Mai-Thu Perret

The multidisciplinary, installation-based work of Swiss artist Mai Thu Perret is primarily influenced by her fictional written work, The Crystal Frontier, which the artist has been writing since 1999. The narrative details the lives of a group of women who form a commune called New Ponderosa Year Zero in the New Mexican desert. Integrating feminist politics with art historical reference, craft and textile, Perret creates various literary and visual structures for her own creative explorations of the world, and all of the many social systems that inhabit it.

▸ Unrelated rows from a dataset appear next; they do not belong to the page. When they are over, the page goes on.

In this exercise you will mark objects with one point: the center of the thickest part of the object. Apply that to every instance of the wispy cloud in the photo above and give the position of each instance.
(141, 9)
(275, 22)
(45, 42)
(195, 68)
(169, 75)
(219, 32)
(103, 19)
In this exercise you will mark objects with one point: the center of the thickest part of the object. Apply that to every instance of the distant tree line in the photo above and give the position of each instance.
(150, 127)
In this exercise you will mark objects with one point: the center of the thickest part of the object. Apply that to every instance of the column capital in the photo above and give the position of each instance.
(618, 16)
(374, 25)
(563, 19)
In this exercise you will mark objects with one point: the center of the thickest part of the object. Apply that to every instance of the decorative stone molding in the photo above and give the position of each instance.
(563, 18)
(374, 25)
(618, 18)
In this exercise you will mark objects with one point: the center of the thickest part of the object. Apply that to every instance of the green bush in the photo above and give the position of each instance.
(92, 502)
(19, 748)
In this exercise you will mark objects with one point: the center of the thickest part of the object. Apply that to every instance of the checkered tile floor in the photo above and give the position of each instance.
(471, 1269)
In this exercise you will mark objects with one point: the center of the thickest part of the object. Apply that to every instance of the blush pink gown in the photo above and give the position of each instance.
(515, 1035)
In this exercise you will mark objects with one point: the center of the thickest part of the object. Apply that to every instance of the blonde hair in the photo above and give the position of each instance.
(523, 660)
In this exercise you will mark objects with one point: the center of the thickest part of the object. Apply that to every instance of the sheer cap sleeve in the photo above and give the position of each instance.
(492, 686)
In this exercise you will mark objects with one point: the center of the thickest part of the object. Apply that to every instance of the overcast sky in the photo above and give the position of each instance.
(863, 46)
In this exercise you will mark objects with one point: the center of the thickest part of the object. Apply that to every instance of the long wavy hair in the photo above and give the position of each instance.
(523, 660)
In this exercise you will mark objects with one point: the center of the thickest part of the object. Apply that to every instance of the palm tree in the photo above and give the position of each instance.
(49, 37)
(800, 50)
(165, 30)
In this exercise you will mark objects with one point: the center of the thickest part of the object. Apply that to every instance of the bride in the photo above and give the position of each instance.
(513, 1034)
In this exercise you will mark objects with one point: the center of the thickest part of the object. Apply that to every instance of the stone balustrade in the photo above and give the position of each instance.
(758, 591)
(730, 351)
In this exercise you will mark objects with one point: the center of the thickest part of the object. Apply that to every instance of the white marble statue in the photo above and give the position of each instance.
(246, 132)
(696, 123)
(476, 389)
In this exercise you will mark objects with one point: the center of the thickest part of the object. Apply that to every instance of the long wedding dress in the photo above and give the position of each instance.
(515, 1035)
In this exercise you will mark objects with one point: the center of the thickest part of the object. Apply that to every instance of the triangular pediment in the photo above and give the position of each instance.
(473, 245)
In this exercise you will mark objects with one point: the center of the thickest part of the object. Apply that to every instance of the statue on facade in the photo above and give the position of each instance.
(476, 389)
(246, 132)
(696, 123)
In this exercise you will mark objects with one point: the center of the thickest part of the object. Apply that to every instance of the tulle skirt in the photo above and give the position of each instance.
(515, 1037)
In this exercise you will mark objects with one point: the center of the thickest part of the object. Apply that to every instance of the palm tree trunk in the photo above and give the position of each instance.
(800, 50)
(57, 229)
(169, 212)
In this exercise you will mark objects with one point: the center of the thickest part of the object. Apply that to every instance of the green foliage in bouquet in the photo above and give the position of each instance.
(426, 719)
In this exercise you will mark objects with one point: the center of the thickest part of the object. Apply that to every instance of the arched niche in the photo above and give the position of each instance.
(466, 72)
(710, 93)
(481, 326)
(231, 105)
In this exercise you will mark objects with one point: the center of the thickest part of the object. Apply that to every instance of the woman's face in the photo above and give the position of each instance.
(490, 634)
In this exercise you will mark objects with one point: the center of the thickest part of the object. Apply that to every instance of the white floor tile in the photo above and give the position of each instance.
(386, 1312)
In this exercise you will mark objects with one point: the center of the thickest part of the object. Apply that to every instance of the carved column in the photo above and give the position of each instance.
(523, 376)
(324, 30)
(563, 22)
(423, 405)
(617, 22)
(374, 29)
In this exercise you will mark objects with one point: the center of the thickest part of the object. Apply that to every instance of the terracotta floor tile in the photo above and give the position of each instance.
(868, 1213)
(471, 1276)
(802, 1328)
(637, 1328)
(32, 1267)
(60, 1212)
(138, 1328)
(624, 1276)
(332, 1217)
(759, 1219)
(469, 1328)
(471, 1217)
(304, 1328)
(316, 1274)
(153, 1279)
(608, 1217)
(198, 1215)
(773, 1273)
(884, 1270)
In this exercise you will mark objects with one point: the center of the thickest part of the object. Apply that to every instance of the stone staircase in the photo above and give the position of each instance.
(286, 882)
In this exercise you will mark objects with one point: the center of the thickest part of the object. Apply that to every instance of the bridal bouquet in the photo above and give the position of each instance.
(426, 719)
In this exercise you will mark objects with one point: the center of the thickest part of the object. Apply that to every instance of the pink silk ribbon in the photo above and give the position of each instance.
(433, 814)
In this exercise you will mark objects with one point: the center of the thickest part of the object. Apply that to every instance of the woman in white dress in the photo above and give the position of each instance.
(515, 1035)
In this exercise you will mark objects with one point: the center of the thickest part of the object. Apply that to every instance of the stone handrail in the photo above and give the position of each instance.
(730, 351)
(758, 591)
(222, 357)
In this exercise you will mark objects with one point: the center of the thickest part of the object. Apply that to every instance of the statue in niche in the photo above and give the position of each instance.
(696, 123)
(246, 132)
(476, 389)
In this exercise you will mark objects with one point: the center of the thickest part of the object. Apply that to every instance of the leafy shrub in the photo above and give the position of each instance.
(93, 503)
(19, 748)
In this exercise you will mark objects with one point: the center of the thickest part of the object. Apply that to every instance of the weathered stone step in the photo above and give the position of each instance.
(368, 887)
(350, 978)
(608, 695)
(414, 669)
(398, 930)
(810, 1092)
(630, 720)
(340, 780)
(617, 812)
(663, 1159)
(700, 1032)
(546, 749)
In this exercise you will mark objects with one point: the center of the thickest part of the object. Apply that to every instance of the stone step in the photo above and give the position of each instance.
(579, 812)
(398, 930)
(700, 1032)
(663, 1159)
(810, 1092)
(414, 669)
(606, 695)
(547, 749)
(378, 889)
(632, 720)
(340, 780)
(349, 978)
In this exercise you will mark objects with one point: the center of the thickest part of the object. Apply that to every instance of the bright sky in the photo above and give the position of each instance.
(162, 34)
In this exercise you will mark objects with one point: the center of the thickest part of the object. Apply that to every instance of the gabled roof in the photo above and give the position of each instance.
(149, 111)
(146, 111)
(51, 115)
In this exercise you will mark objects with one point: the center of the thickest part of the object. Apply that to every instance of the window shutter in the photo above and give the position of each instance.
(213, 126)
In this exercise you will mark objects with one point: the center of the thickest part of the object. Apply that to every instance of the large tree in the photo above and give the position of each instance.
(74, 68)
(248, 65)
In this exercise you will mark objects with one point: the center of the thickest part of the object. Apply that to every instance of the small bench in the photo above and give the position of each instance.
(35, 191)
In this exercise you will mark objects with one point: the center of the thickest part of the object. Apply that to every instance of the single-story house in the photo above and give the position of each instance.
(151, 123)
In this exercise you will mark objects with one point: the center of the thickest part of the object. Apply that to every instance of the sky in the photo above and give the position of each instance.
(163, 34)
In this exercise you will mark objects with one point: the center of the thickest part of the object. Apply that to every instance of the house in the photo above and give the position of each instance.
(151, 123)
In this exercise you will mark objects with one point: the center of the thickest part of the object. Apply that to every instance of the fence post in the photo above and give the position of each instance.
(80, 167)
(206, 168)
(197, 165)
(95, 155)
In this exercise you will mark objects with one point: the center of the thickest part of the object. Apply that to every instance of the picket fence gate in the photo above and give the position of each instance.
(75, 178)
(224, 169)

Mai-Thu Perret has had solo exhibitions including Kunsthaus Aarau, Mamco, Geneva, Haus Konstruktiv, Zurich, Le Magasin, Grenoble, Swiss Institute–Contemporary Art, New York, University of Michigan Museum of Art, Ann Arbor, The Aspen Art Museum, San Francisco Museum of Modern Art, The Kitchen, New York, The Renaissance Society, Chicago. Group exhibitions include Musée d'Art Moderne, Paris, Eli and Edythe Broad Art Museum, Michigan State University, East Lansing and Museum of Contemporary Art, Denver, CCS Bard Hessel Museum, Annandale-on-Hudson, NY, Kunsthalle Bern, Haus der Kunst, Munich. She was awarded both the 2011 Zurich Art Prize and le Prix Culturel Manor and took part in ILLUMInations at the 54th Venice Biennale.